Enzymatic validation of species‐specific protocols for metal subcellular fractionation in freshwater animals

The use of fractionation protocols to determine metal subcellular distribution in aquatic organisms has gained much interest over the last 15 yr, however, accurate separations among the different components of cells are challenging. Subcellular fractions separated with such an approach are operationally defined and a potentially significant difference can exist between anticipated and resulting fractions. This study customizes and validates subcellular partitioning protocols, for three different freshwater organisms representing a diversity of challenges for subcellular fractionation: Daphnia magna, Chironomus riparius, and liver of Oncorhynchus mykiss. Several protocols involving different homogenization methods, centrifugation speeds, or conservation conditions were tested, and their efficiencies were assessed using enzymatic biomarker assays.

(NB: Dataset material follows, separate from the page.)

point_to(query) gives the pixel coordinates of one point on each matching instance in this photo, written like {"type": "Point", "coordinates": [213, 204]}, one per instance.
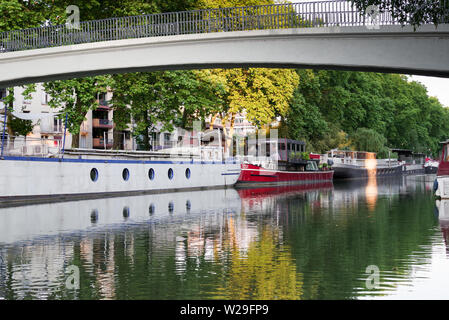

Our work allowed us to identify critical steps to improve separations. First, for D. magna, a crustacean with a reinforced chitinous exoskeleton, the use of a strong homogenization method using a sonicator is necessary. Second, for both invertebrates, we observed the leaking of the mitochondrial matrix during cell fractionation, regardless of the homogenization strength and conservation conditions. Therefore, we propose that the mitochondria fraction should be referred to as the mitochondrial membrane fraction, and the cytosol fraction should be identified as the cytosol and mitochondrial matrix fraction. Third, the presence of a lipid-rich layer during O. mykiss liver fractionation may lead to an overlap between mitochondria and cytosol and must be considered in the protocol development. Finally, lysosomes should not be pooled with the microsomes fraction without prior validation. Overall, this study provides a benchmark for future methodological studies on similar taxa.